Swisscom muscle ses actions
L'opérateur va racheter aux actionnaires 10% de ses titres. Ce qui les dopera. Disposant de trop de liquidités, il veut toujours acquérir une entreprise compétitive.
L’opération de rachat annoncée mercredi par Swisscom est plafonnée à 4,3 milliards de francs. Cette somme doit permettre à l’opérateur de rentrer en possession d’environ 10% des titres qu’il a émis.
Feu vert du gouvernement
Concrètement, les actionnaires recevront une option de vente gratuite par action. Et chaque paquet de dix de ces options donnera à son détenteur le droit de vendre à Swisscom une action au prix de 580 francs.
Ces options seront en outre négociables à la bourse suisse du 22 février au 7 mars. Les actionnaires pourront ainsi acquérir des options supplémentaires ou vendre celles qui possèdent déjà.
Quant au rachat proprement dit, il interviendra le 14 mars. Enfin, le 30 avril, il sera proposé à l’assemblée générale de Swisscom de radier les actions ainsi rachetées, afin de réduire le capital-action de l’entreprise de 10% au maximum.

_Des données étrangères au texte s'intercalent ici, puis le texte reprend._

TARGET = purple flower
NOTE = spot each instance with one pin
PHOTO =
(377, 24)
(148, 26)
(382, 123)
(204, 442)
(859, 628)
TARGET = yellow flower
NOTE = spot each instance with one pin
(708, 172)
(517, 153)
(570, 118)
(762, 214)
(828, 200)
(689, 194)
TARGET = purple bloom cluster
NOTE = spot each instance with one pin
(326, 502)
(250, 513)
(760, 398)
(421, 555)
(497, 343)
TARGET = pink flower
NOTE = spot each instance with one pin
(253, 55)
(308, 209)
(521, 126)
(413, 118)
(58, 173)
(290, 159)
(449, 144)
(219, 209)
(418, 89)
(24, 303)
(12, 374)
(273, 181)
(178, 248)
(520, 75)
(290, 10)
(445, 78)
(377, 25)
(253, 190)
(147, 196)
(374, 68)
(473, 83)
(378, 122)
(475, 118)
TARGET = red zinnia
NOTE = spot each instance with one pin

Cette soumission à l’assemblée générale n’est qu’une formalité. En effet, le Conseil fédéral a donné mercredi son feu vert à l’opération. Or, le Conseil fédéral parle au nom de l’actionnaire principal de Swisscom, c’est-à-dire la Confédération, qui possède actuellement 65,5% du capital-action.

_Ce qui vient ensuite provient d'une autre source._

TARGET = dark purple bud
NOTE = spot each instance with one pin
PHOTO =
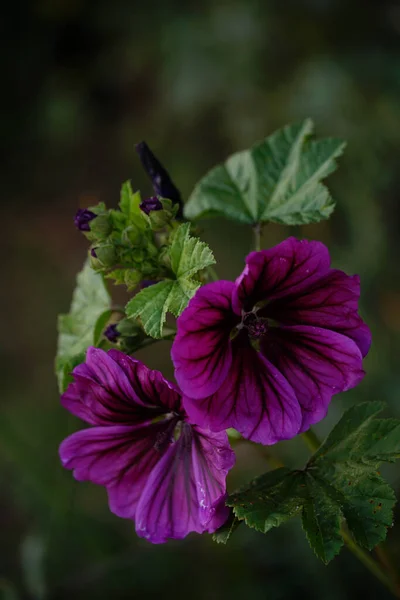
(162, 183)
(112, 333)
(83, 218)
(149, 204)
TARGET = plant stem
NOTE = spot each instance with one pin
(212, 273)
(257, 229)
(372, 566)
(313, 443)
(311, 440)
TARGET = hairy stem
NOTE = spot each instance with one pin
(388, 579)
(213, 275)
(257, 229)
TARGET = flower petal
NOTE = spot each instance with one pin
(290, 267)
(255, 399)
(186, 490)
(201, 351)
(317, 363)
(119, 457)
(111, 387)
(331, 303)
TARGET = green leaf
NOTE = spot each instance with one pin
(340, 482)
(188, 256)
(77, 328)
(130, 206)
(223, 534)
(276, 180)
(100, 326)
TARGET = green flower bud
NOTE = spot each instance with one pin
(101, 227)
(106, 255)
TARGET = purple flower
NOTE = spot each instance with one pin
(82, 219)
(150, 204)
(111, 333)
(161, 471)
(162, 183)
(267, 353)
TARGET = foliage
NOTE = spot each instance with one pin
(80, 328)
(187, 256)
(276, 180)
(340, 481)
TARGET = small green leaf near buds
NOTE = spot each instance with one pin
(76, 329)
(100, 227)
(186, 257)
(106, 255)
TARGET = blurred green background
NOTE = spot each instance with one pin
(82, 83)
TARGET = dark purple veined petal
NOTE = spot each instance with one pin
(317, 363)
(119, 457)
(331, 303)
(186, 490)
(111, 387)
(255, 399)
(201, 351)
(148, 385)
(290, 267)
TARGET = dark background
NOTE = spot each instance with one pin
(82, 82)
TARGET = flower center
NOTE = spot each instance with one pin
(256, 326)
(169, 434)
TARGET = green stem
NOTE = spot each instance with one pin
(257, 229)
(212, 273)
(311, 440)
(313, 443)
(372, 566)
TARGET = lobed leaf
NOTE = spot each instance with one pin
(77, 329)
(340, 482)
(276, 180)
(188, 256)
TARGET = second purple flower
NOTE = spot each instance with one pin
(266, 354)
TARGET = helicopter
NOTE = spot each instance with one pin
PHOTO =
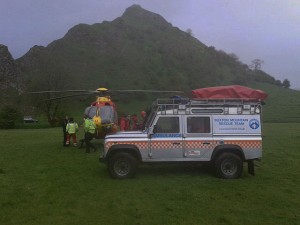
(103, 110)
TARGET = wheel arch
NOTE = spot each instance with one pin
(131, 149)
(227, 148)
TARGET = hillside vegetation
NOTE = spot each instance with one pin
(141, 50)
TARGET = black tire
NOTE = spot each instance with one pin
(122, 165)
(229, 166)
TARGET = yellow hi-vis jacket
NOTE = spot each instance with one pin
(72, 128)
(89, 126)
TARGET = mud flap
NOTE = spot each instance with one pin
(251, 167)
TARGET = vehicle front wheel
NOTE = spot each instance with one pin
(122, 165)
(229, 166)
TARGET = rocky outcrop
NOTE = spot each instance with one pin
(9, 71)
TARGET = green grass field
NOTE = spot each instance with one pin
(43, 183)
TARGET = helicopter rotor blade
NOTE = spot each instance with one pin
(49, 92)
(67, 96)
(149, 91)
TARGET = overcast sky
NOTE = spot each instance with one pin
(251, 29)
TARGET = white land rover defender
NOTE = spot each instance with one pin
(224, 132)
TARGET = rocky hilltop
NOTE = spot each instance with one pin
(140, 50)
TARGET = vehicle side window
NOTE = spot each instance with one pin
(167, 125)
(198, 124)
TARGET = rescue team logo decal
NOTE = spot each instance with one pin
(254, 124)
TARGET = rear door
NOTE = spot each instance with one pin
(198, 141)
(166, 142)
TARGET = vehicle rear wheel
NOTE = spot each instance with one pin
(122, 165)
(229, 166)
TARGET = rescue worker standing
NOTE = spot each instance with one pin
(71, 129)
(64, 125)
(90, 130)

Baisse de la dette publique
Ce rachat d’action est une aubaine pour les actionnaires. Mardi, le titre de Swisscom valait 496,50 francs, soit bien moins que le prix de 580 francs proposé par Swisscom. De plus, en devenant moins nombreuses sur le marché, les actions restantes vaudront davantage.

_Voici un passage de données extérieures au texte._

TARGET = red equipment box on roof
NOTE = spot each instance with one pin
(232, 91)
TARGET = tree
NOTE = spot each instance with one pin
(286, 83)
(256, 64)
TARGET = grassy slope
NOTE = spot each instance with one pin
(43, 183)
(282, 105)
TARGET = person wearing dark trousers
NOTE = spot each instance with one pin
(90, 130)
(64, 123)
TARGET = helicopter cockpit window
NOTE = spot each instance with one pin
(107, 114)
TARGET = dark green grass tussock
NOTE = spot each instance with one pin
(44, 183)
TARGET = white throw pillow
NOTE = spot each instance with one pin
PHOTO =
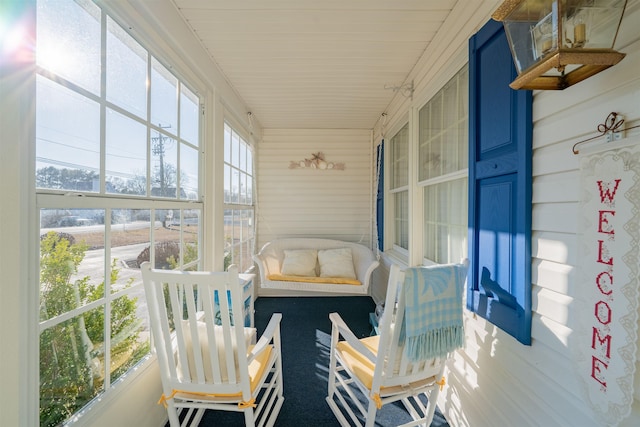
(205, 349)
(300, 262)
(336, 263)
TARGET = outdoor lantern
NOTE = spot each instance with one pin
(557, 43)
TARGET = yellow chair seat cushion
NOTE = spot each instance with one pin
(312, 279)
(361, 366)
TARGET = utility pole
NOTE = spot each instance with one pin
(158, 149)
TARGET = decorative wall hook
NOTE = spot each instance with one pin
(405, 90)
(611, 128)
(316, 161)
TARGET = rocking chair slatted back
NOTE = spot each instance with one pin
(203, 348)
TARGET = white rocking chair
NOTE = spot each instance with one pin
(365, 374)
(218, 370)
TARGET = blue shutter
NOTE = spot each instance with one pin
(500, 131)
(380, 196)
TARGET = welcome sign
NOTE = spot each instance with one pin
(607, 291)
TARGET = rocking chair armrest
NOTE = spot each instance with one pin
(350, 337)
(267, 336)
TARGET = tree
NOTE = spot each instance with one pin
(72, 352)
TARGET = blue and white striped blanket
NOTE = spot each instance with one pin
(433, 310)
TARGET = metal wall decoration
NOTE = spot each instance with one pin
(317, 161)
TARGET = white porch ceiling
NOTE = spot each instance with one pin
(315, 64)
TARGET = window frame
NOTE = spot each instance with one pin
(393, 191)
(246, 245)
(45, 198)
(450, 176)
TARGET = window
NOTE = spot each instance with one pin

Le Conseil fédéral a annoncé mercredi que la Confédération soutiendra l’opération de rachat «en exerçant au moins la totalité des options qui lui reviennent». Cette vente devrait lui rapporter environ 2,8 milliards de francs.
Le Département fédéral des finances a d’ores et déjà averti que le produit de cette vente servira à diminuer la dette de la Confédération. Les quatre partis gouvernementaux se déclarent d’accord avec cette décision.
Malgré cette vente, la Confédération restera l’actionnaire majoritaire de Swisscom. Elle conservera plus de 60% du capital.
Pas de candidat valable
Swisscom dispose de liquidités de l’ordre de 10 milliards de francs. L’entreprise entendait utiliser une partie de cette somme pour se développer au niveau européen en reprenant des sociétés.
Il était notamment question de trouver un opérateur mobile pouvant revendre des prestations ainsi qu’un transporteur de données au niveau européen, rappelle Christian Neuhaus, porte-parole de Swisscom. Mais aucun candidat valable n’a été trouvé.
En l’absence de perles rares, Swisscom n’a pas voulu acheter pour acheter. «Nous sommes tenus à assurer une certaine croissance, mais nous voulons une croissance sûre et non pas hasardeuse», souligne Christian Neuhaus.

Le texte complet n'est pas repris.